= The Bandy Papers =

The Bandy Papers is a series of novels chronicling the exploits of a World War I fighter ace named Bartholomew Wolfe Bandy. The author, Donald Jack, served in the RAF during World War II. Every book in the Bandy Papers series contains the word "me" in the title, as do many of the chapter titles, which can also be interpreted as photo captions. The first novel was Three Cheers for Me but it was later expanded into three books, the first three below, one of which was then republished in two parts,
1. Three Cheers for Me (1973)
2. That's Me in the Middle (1973)
3. It's Me Again (1975), also published in two volumes (numbered 3 and 4) as It's Me Again and Me Among the Ruins

4. Me Bandy, You Cissie (1979)
5. Me Too (1983)
6. This One's On Me (1987)
7. Me So Far (1989)
8. Hitler vs. Me (1996)
9. Stalin vs. Me (2005) (1962),

Bandy was born on July 14, 1893. Physically he is described as over 6 feet tall and with a face like a horse. His voice is high pitched and whiney and is said to resemble that of W.C. Fields, whom he once met. This combination seems to drive most people (and many animals) he meets to dislike him and as a result he has developed a "stone face" to counter these attacks (a defence that often backfires by inciting his enemies to greater levels of malice). His talents, although well disguised, are real and he has certainly been an influential (though minor) character in history.

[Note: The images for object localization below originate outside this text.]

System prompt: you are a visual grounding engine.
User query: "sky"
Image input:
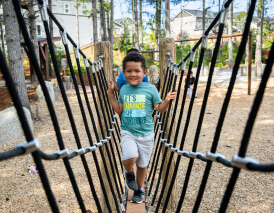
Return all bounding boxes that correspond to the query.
[113,0,274,25]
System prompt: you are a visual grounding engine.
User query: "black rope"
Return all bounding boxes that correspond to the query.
[96,64,125,195]
[148,63,173,182]
[193,0,256,211]
[98,64,124,173]
[148,63,172,182]
[219,29,274,212]
[0,26,59,213]
[147,64,175,197]
[160,44,206,212]
[149,66,179,208]
[91,64,124,207]
[48,7,121,211]
[100,64,122,136]
[38,1,102,211]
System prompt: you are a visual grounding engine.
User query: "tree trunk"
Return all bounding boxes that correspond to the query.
[28,0,39,88]
[228,2,233,69]
[165,0,170,38]
[100,0,107,41]
[202,0,205,33]
[110,0,113,46]
[255,0,262,64]
[132,0,135,47]
[134,0,139,49]
[92,0,98,44]
[245,0,251,65]
[48,0,53,37]
[107,6,110,41]
[261,0,264,48]
[0,22,5,60]
[3,0,30,111]
[155,0,161,59]
[139,0,143,50]
[75,0,80,46]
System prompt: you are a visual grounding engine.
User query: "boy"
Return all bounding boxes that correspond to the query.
[107,52,176,203]
[113,48,149,91]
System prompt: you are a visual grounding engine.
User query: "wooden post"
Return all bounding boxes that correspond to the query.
[94,41,116,212]
[44,44,49,81]
[248,31,252,95]
[159,38,177,211]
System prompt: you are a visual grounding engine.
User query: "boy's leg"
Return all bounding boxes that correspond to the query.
[136,166,147,188]
[123,157,138,191]
[131,165,146,203]
[123,157,137,173]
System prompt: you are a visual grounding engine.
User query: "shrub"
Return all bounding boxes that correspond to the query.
[23,60,29,65]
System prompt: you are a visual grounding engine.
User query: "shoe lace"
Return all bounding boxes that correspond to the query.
[134,189,144,197]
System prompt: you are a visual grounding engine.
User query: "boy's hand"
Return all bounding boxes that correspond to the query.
[165,90,177,102]
[108,80,115,93]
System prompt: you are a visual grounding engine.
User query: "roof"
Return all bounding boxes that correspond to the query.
[21,37,61,45]
[172,9,217,20]
[113,21,123,28]
[114,18,132,25]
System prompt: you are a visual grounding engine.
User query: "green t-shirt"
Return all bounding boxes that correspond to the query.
[118,83,162,136]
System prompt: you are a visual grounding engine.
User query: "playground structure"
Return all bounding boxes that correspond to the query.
[0,0,274,212]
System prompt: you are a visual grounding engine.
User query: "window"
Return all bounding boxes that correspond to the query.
[37,24,42,36]
[64,3,70,14]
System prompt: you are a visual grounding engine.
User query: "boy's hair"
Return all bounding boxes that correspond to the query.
[123,52,146,72]
[126,48,139,54]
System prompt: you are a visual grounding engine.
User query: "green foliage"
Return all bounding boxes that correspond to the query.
[176,40,250,69]
[233,12,247,32]
[53,45,67,72]
[23,60,29,65]
[72,59,87,75]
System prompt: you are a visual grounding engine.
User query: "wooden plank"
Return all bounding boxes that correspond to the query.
[126,166,147,213]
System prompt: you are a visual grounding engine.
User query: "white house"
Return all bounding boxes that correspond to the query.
[170,9,218,38]
[34,0,94,47]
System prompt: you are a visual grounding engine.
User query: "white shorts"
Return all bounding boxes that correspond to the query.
[120,129,154,168]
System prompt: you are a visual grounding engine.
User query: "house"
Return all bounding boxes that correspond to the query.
[170,9,218,38]
[170,9,269,39]
[34,0,94,47]
[114,18,133,36]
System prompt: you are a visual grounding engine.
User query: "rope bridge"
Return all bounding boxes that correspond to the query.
[0,0,273,212]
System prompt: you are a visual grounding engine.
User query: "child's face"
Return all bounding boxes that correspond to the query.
[124,61,146,86]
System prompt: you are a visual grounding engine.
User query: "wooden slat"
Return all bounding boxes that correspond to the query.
[126,166,147,213]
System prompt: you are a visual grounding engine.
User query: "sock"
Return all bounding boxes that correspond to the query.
[138,188,143,191]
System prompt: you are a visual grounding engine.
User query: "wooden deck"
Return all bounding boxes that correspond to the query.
[126,188,146,213]
[125,166,147,213]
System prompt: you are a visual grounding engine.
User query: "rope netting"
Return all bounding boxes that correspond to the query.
[0,0,273,212]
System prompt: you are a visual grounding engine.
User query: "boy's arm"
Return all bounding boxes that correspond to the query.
[154,90,177,113]
[107,80,123,115]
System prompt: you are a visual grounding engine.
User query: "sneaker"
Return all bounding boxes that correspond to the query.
[131,188,144,203]
[125,171,138,191]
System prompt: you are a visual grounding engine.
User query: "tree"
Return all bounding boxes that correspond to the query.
[100,0,107,41]
[75,0,80,46]
[155,0,161,52]
[227,2,233,69]
[92,0,98,44]
[139,0,143,50]
[255,0,262,64]
[110,0,113,46]
[134,0,139,49]
[21,0,40,87]
[165,0,170,37]
[3,0,30,111]
[245,0,250,65]
[0,21,5,60]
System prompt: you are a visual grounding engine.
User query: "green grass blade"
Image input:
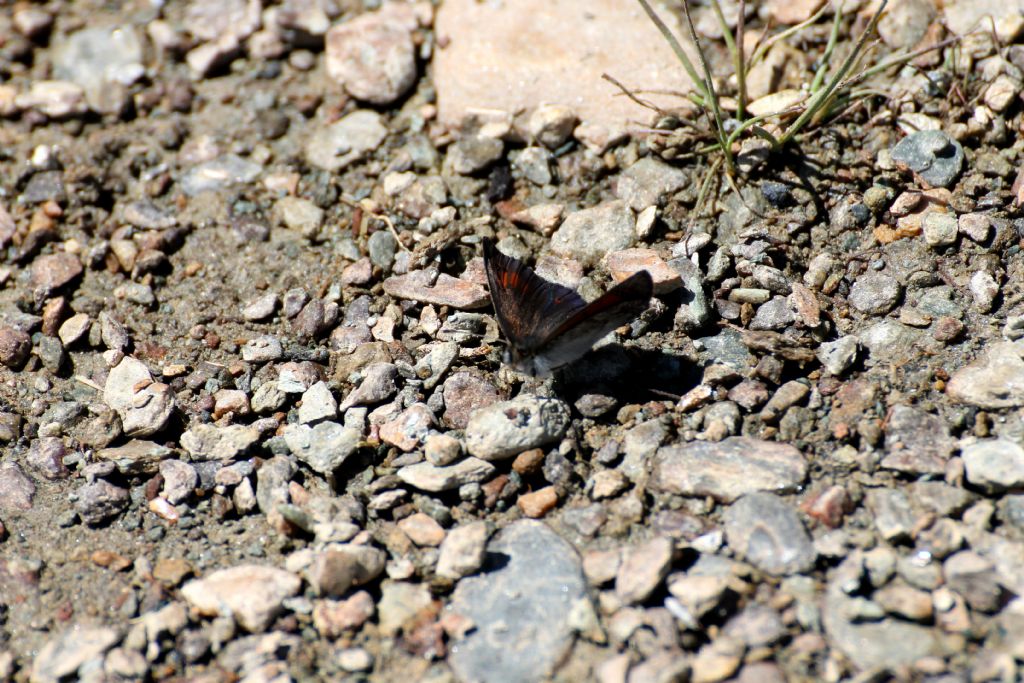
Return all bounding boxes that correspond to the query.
[778,0,888,146]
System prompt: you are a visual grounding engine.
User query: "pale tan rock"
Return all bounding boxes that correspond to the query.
[433,0,693,131]
[604,248,680,294]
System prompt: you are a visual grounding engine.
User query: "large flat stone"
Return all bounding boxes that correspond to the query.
[433,0,693,130]
[650,436,807,503]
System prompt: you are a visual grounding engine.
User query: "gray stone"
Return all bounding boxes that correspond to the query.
[298,381,337,424]
[283,422,360,476]
[23,171,67,204]
[159,459,198,504]
[945,0,1024,42]
[866,488,915,543]
[367,230,397,271]
[0,327,31,368]
[574,393,618,419]
[242,335,283,362]
[549,200,636,268]
[723,604,787,648]
[877,0,935,48]
[749,296,795,331]
[962,438,1024,493]
[242,293,278,321]
[615,537,674,604]
[724,493,816,575]
[511,146,551,185]
[53,25,143,113]
[99,312,129,351]
[306,544,386,597]
[95,440,172,475]
[0,461,35,512]
[465,395,571,460]
[181,565,301,633]
[881,404,954,475]
[378,582,433,636]
[436,521,491,579]
[528,104,577,148]
[943,551,1003,612]
[121,200,176,230]
[858,321,923,366]
[180,423,261,461]
[615,157,688,211]
[650,437,807,503]
[115,282,155,306]
[414,341,458,391]
[922,212,958,248]
[618,418,669,482]
[325,10,416,105]
[817,336,859,376]
[255,455,297,516]
[340,363,398,409]
[849,272,901,315]
[449,521,586,683]
[275,197,323,239]
[397,457,495,492]
[824,553,938,670]
[104,356,175,437]
[180,155,261,196]
[947,342,1024,409]
[305,110,388,172]
[912,480,975,518]
[890,130,964,188]
[75,480,130,526]
[30,625,120,683]
[450,135,505,175]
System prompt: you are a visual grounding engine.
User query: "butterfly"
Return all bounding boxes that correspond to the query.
[482,238,654,377]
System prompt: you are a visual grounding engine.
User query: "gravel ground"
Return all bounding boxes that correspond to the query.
[2,1,1024,682]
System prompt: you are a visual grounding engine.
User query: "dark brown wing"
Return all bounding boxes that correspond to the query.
[482,238,587,351]
[530,270,654,370]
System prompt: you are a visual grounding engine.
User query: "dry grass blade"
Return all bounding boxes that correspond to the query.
[601,72,671,118]
[339,196,411,252]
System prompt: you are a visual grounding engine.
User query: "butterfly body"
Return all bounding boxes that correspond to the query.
[482,238,654,377]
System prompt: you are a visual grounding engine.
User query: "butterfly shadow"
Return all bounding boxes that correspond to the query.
[549,342,702,405]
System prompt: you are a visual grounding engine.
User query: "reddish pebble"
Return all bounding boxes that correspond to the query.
[312,591,376,638]
[91,550,132,571]
[511,449,545,476]
[802,485,851,528]
[397,512,446,547]
[932,316,965,343]
[0,327,31,368]
[518,486,558,518]
[149,497,180,522]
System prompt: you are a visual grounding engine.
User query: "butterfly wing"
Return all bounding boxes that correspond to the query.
[531,270,654,371]
[482,238,587,352]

Bandy was born and raised in Beamington, in the Ottawa Valley in Ontario, where his father was a minister. It is introduced as "a good town: there was no place to get a drink but there were nine churches". Since Beamington is said to be "twenty miles" from Ottawa, "a town of sun baked, frost cracked brick, splintering timber, and brown grass" across the river from Quebec, one likely location is Cumberland, Ontario. If the town is to the West, another possibility would be Dunrobin, Ontario.

From his published papers, Bandy seems to have had a difficult time fitting in with his schoolmates. There is a reference in Me Bandy, You Cissie that he was an invalid for a time during his childhood. He finished school and was at the University of Toronto Medical School when the First World War broke out. Bandy volunteered for the infantry in 1916 after being kicked out of medical school and was commissioned as a 2nd lieutenant in the Canadian Army. After spending some time in the trenches, it was decided that the infantry was not entirely suited to his talents and so he was transferred to the Royal Flying Corps, where he stayed on and off for the rest of the war, until being sent to Russia to fight Bolsheviks, where he was captured by Red Russian forces at the Battle of Toulgas on November 11, 1918. His military career went from the heights of the Air Board to the lows of fighting in a bicycle battalion. He left the air force in 1920 as a lieutenant acting major general.

After the war and his imprisonment in Russia, Bandy had short but illustrious careers in silent films, rum-running, politics, and airplane design. When several of his careers threatened to land him in prison (or worse, Cabinet), Bandy returned to Europe, flying via Iceland, to restore his fortunes through the marketing of the Gander, an amphibious aircraft of his design. His plans came to naught when he lost the Gander during the rescue of a downed aviator in the English Channel. He was forced to seek employment as a lowly hospital porter until being sought out by the rescued aviator, who turned out to be the son of an Indian Maharajah. Offered employment in the Maharajah's air force, Bandy continued his long tradition of upsetting the powers that be by accepting this controversial appointment. This led to him being knighted, but he seldom used his title. It is mentioned that he flew for the Republicans in the Spanish Civil War, but this is not detailed. In World War II, Bandy again fought against Germany and became reacquainted with a son from a previous adventure. In the final volume of the series, Bandy faces Germany's top fighter pilot in combat before returning to the Soviet Union for the Yalta Conference at the end of the war, where he has to cope with Stalin's paranoia and secret police.

The books are noted for their humour and word play, as well as technical and historical accuracy (except possibly in India). Three Cheers for Me (1963), That's Me in the Middle (1974), and Me Bandy, You Cissie (1980) won the Stephen Leacock Memorial Medal for Humour.